Zielinski, Siegfried. Deep Time of the Media: Toward an Archaeology of Hearing and Seeing by Technical Means. Cambridge: MIT Press, 2006.
Bruce Sterling, cyberpunk, dead media project
"Media are special cases within the history of civilization." (2)
Waste, rubbish -- media historians "might have searched through the heaps of refuse and uncovered some shining jewels from what has been discarded or forgotten. Nothing endures in the culture of technology; however, we do have the ability to influence how long ideas and concepts retain their radiance and luminescence." (2)
In histories of technology, "one thing above all others is refined and expanded: the idea of inexorable, quasi-natural, technical progress" (2-3)
"if we are to understand history as being present not only when it demands to be accepted as a responsibility and a heavy burden, but also when there is value in allowing it to develop as a special attraction, we will need a different perspective from that which is only able to seek the old in the new. In the latter perspective, history is the promise of continuity and a celebration of the continual march of progress in the name of humankind. Everything has always been around, only in a less elaborate form; one needs only to look. Past centuries were there only to polish and perfect the great archaic ideas. This view is primitive pedagogy that is boring and saps the energy to work for the changes that are so desperately needed. Now, if we deliberately alter the emphasis, turn it around, and experiment, the result is worthwhile: do not seek the old in the new, but find something new in the old." (3)

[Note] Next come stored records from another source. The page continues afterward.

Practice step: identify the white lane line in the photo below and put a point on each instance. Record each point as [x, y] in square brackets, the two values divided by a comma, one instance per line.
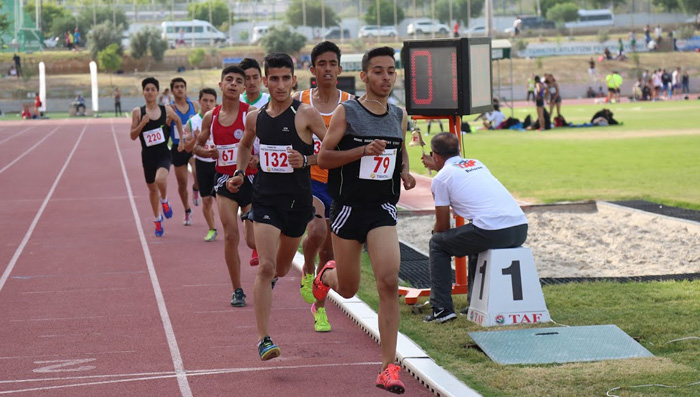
[165, 375]
[33, 147]
[162, 309]
[14, 135]
[25, 240]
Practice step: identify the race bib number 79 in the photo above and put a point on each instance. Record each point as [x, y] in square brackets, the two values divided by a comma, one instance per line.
[378, 168]
[154, 137]
[274, 158]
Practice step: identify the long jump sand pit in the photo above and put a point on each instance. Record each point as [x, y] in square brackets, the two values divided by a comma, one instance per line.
[597, 241]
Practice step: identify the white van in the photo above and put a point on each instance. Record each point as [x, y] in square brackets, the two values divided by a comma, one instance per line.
[193, 32]
[592, 18]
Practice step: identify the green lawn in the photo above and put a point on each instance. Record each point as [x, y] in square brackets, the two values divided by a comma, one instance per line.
[653, 156]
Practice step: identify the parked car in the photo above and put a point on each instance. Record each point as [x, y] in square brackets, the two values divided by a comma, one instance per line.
[373, 31]
[334, 33]
[427, 26]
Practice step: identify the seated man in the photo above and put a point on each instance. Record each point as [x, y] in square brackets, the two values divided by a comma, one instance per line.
[495, 219]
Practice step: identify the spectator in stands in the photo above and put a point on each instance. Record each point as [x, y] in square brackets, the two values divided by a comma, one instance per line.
[496, 220]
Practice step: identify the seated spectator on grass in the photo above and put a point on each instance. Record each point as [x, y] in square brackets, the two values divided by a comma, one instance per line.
[496, 220]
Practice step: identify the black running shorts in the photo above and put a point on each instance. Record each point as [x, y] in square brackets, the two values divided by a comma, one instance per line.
[292, 223]
[354, 223]
[243, 197]
[151, 162]
[206, 172]
[179, 158]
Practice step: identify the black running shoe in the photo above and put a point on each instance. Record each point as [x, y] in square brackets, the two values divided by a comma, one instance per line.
[267, 349]
[439, 315]
[238, 299]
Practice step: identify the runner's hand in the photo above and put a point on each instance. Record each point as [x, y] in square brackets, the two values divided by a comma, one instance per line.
[375, 148]
[234, 183]
[296, 159]
[409, 182]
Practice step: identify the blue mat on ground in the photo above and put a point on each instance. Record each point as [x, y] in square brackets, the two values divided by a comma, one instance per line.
[559, 345]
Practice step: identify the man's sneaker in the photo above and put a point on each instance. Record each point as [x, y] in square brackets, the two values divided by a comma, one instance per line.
[439, 315]
[211, 236]
[319, 289]
[167, 210]
[267, 349]
[196, 199]
[159, 227]
[306, 289]
[320, 319]
[389, 380]
[238, 299]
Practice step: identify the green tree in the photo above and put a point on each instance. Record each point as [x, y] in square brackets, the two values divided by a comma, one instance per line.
[219, 12]
[147, 41]
[110, 59]
[563, 12]
[102, 36]
[459, 10]
[282, 39]
[386, 13]
[295, 14]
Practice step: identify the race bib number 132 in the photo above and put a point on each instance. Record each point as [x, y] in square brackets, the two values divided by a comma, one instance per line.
[378, 168]
[274, 158]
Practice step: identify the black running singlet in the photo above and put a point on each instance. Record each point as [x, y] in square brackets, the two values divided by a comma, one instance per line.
[277, 183]
[154, 136]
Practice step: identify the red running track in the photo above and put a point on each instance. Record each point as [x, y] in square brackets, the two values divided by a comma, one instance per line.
[91, 303]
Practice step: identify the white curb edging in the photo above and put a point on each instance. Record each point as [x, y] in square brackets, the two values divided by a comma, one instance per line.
[410, 356]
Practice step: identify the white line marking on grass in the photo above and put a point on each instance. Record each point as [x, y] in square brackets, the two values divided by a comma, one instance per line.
[162, 309]
[25, 240]
[33, 147]
[14, 135]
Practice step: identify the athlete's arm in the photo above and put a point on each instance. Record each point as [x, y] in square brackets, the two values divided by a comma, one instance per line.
[203, 136]
[137, 123]
[329, 157]
[409, 182]
[245, 150]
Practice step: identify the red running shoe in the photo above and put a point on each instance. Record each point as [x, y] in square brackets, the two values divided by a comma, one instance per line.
[319, 289]
[389, 380]
[254, 261]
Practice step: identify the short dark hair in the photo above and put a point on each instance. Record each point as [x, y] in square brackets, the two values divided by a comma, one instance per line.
[248, 63]
[445, 144]
[376, 52]
[232, 69]
[278, 60]
[322, 48]
[205, 91]
[177, 80]
[150, 80]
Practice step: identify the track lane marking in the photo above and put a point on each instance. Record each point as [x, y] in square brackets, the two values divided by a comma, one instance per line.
[30, 231]
[160, 300]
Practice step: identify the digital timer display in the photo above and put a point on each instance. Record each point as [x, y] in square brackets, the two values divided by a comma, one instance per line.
[447, 77]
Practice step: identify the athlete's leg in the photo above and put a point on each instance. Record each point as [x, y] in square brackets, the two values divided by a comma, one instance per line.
[228, 213]
[181, 176]
[267, 239]
[383, 249]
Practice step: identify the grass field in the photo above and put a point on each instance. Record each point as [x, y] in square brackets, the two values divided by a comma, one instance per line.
[654, 155]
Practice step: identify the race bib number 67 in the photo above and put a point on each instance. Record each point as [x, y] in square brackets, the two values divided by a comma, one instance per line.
[154, 137]
[274, 158]
[378, 168]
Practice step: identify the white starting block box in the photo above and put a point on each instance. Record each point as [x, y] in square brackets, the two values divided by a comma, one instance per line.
[506, 289]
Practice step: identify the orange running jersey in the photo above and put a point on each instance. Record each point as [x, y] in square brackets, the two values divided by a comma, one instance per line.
[317, 173]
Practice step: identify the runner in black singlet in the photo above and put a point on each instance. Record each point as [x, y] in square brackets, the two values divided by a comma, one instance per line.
[282, 188]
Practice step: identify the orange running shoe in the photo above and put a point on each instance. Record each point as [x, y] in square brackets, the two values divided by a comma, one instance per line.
[319, 289]
[254, 260]
[389, 380]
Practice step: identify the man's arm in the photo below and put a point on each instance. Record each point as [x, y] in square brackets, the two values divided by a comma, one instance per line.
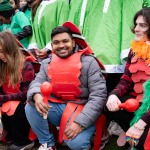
[97, 93]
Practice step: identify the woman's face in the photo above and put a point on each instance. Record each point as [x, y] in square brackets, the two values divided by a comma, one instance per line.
[141, 29]
[12, 3]
[2, 57]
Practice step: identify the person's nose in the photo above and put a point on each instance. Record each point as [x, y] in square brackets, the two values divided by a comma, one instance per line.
[61, 45]
[136, 28]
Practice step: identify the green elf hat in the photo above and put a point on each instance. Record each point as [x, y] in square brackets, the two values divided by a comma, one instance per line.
[145, 4]
[5, 5]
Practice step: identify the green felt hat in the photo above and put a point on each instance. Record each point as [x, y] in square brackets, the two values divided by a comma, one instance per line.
[5, 5]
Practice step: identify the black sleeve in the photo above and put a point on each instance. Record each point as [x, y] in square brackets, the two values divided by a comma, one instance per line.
[27, 31]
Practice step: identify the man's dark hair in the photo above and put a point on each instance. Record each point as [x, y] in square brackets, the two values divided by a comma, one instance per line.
[145, 12]
[8, 13]
[61, 29]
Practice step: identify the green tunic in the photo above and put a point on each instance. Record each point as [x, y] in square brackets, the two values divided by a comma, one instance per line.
[106, 26]
[49, 15]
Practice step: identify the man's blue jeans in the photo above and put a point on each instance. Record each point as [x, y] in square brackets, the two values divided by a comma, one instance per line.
[41, 127]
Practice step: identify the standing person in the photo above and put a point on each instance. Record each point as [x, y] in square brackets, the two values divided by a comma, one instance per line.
[130, 85]
[81, 87]
[26, 8]
[19, 24]
[14, 82]
[42, 23]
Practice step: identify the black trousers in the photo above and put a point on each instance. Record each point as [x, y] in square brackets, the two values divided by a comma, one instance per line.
[17, 125]
[123, 118]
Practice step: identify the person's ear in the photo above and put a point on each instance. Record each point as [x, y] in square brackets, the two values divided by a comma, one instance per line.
[73, 43]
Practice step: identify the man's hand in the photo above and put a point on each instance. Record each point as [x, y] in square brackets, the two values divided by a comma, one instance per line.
[40, 106]
[113, 103]
[41, 53]
[135, 132]
[72, 130]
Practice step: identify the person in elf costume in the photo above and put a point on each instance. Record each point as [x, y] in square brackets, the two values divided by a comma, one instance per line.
[78, 92]
[130, 86]
[15, 76]
[15, 21]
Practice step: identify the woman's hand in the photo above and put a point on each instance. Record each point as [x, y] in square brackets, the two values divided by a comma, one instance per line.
[40, 106]
[113, 103]
[135, 132]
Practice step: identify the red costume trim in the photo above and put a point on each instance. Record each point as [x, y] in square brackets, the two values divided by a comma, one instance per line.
[10, 106]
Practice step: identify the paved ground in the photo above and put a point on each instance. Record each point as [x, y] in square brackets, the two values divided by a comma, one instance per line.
[111, 145]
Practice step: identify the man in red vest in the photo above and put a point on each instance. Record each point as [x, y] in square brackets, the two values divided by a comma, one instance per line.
[78, 92]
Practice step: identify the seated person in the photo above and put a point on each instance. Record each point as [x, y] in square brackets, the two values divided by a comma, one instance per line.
[15, 76]
[78, 89]
[131, 83]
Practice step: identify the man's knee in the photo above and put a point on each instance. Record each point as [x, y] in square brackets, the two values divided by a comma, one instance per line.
[79, 144]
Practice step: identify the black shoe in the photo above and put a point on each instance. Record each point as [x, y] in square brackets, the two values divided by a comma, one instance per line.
[23, 147]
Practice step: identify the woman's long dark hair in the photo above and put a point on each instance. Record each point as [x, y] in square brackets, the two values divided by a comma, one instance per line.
[145, 12]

Geology, biology, evolution -- not a tree but a web that is differently diverse at different points (Gould)
"Technology is not human; in a specific sense, it is deeply inhuman. The best, fully functioning technology can be reated only in opposition to the traditional image of what is human and living, seldom as its extension or expansion." (6)
"The history of the media is not the product of a predictable and necessary advance from primitive to complex apparatus. The current state of the art does not necessarily represent the best possible state, in the sense of Gould's excellence. Media are spaces of action for constructed attempts to connect what is separated." (7)
Making cuts into history to see what has been lost: "Instead of looking for obligatory trends, master media, or imperative vanishing points, one should be able to discover individual variations. Possibly, one will discover fractures or turning points in historical master plans that provide useful ideas for navigting the labyrinth of what is currently firmly established. In the longer term, the body of individual anarchaeological studies should form a variantology of the media." (7)
"My quest in researching the deep time of media constellations is not a contemplative retrospective nor an invitation to cultural pessimists to indulge in nostalgia. On the contrary, we shall encounter past situations where things and situations were still in a state of flux, where the options for development in various directions were still wide open, where the future was conceivable as holding multifarious possibilities of technical and cultural solutions for constructing media worlds." (10)
"When the spaces for action become ever smaller for all that is unwieldy or does not entirely fit in, that is unfamiliar and foreign, then we must attempt to confront the possible with its own impossibilities, thus rendering it more inspiring and worth experiencing. We must also seek a reversal with respect to time, which -- in an era characterized by high-speed technologies and their permeation of teaching, research, and design -- has arguably become the most prized commodity of all. These excursions into the deep time of the media do not make any attempt to expand the present nor do they contain any plea for slowing the pace. The goal is to uncover dynamic moments in the media-archaeological record that abound and revel in heterogeneity and, in this way, to enter into a relationship of tension with various present-day moments, relativize them, and render them more decisive."